Legend of the Overfiend (1989) poster

Legend of the Overfiend (1989)

Rating:

aka Urotsukidoji: Legend of the Overfiend; The Wandering Kid
(Chojin Densetsu Urotsukidôji)


Japan. 1989.

Crew

Director/Screenplay – Hideki Takayama, Story – Toshio Maeda, Producer – Yoshinobu Nishizaki, Music – Masamichi Amano.


Plot

There exist three worlds – the world of the Makai, the demons; the world of the Jujinkai, half-human, half-demons; and the world of the Ninjinkai, or humans. For 3000 years, there has been a prophecy of the coming of the Chojin, the overfiend who will unite all three worlds. The Jujinkai Amano Jaku comes to a school in present-day Tokyo in search of the Chojin, as also do a horde of demonic forces. Amano realizes that the Chojin is bullied high-school student Nogamu Tezu. As Nogamu starts to realize his powers as the Chojin, Amano finds that something is wrong and that the Chojin is not a creature of peace but a demon whose powers threaten the entire world.


Legend of the Overfiend, commonly known as Urotsukidoji: Legend of the Overfiend (although not actually on the print itself), attracted some of the most glowing reviews of any piece of anime to emerge since Akira (1988).

To a large extent, it deals with the preoccupations and themes, what one might even term obsessions, that run through Japanese fantasy – youthful innocents set against world-shatteringly large forces; the transcendent power of pure and innocent love; casually brutal sex – rape and attack on the heroine by creatures with phallic-looking tentacles is commonplace; the city-destroying apocalypse that climaxes just about every single Japanese fantasy film; robust and very sexual depictions of demonic figures; casual and extreme violence – including here one character’s self-castration – and an ultimate redeeming belief in transcendent spirituality.
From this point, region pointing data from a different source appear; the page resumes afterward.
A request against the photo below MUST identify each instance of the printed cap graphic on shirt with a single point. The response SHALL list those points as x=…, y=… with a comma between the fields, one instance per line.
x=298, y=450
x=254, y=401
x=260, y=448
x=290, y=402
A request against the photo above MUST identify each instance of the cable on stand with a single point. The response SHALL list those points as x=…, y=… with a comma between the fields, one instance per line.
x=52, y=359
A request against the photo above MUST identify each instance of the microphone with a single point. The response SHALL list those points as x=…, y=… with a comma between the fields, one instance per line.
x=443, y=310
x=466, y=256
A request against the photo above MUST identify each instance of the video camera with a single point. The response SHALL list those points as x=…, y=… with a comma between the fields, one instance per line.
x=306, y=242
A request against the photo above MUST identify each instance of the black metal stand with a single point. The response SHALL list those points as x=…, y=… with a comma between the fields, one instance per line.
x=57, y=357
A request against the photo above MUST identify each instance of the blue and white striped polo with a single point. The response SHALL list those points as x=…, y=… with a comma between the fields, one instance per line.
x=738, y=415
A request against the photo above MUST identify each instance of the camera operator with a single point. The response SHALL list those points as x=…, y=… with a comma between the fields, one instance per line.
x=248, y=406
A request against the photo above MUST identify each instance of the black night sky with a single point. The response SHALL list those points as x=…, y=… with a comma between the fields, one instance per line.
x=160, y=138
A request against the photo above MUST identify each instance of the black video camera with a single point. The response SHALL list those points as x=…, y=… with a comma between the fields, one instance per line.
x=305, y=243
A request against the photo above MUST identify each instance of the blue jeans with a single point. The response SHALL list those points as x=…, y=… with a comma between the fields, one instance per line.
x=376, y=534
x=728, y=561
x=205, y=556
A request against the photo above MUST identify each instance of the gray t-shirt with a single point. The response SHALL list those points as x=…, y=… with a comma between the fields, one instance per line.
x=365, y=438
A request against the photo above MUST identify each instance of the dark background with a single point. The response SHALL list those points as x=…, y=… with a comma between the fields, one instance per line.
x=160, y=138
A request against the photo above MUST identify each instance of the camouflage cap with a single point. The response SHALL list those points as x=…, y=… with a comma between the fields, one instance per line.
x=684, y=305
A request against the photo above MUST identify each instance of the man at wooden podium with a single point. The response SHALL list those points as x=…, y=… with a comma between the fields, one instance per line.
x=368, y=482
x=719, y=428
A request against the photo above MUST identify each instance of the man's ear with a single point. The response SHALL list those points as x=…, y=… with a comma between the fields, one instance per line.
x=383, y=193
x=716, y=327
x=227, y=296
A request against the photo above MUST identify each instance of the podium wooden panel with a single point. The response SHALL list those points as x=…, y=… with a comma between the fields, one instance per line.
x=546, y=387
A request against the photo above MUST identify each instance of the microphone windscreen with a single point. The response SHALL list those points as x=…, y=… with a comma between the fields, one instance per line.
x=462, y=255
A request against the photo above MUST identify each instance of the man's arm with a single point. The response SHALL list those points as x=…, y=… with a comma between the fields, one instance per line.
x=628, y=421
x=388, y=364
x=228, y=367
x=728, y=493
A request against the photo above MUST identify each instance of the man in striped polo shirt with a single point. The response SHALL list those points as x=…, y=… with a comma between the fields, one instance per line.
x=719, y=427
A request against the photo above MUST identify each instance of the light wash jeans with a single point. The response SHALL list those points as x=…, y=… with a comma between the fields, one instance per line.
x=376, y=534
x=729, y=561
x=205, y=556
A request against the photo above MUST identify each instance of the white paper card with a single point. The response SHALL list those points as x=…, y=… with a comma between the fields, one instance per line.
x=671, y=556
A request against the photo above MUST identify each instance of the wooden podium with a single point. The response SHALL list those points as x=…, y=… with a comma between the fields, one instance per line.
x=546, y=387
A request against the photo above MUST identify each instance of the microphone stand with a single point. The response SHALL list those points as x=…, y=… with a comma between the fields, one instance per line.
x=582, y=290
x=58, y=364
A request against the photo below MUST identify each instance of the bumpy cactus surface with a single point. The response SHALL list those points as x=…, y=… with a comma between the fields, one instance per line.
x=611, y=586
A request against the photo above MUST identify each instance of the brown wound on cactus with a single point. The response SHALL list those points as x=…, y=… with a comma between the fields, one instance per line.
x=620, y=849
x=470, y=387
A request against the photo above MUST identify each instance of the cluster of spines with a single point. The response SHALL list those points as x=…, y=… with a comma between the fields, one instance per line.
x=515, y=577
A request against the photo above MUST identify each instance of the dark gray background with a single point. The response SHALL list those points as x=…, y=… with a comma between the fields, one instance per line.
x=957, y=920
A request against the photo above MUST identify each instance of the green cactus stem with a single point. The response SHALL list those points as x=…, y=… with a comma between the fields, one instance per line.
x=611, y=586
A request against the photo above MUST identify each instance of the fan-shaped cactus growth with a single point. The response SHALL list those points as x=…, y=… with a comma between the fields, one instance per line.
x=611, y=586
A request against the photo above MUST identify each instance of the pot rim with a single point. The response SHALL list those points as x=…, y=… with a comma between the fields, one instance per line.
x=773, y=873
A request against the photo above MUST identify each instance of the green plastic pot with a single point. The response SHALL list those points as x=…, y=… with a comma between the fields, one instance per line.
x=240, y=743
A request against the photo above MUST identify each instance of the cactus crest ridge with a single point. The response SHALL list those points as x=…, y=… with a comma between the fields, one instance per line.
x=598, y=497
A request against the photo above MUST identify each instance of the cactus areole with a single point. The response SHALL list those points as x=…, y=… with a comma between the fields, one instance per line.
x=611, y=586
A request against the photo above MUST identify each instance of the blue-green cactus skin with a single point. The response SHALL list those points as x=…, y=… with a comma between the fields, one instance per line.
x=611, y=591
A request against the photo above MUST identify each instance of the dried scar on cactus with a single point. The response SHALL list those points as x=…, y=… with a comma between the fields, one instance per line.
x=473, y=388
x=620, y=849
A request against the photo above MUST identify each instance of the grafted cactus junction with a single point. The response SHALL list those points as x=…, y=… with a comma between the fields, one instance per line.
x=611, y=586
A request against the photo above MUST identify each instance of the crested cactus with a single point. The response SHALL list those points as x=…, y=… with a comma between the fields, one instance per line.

Sexual fetishization, sublimated ultra-violence, perpetual replayings of the social apocalypse (in a haunted echo of Hiroshima and Nagasaki) – these are the fantasies that recur through the subconscious of the Japanese fantastique playground.

Legend of the Overfiend is both great and irritating. The animation is sketchy and the plot episodic. The first half disappears under a truly amazing deluge of violence and sexual horror – the heroine frequently suffers gratuitous rapes variously at the hands of a lesbian teacher turned into tentacular demon, the school undertoad turned demon and then the hero turned into a demon. That is in-between her own perfectly normal sexual dalliances with the hero. In fact, our first introduction to the hero is him masturbating as he peeps into the girl’s locker room – he proves rather virile as a few minutes later he spontaneously ejaculates upon seeing the heroine’s panties during a rhythmic gymnastics exhibition.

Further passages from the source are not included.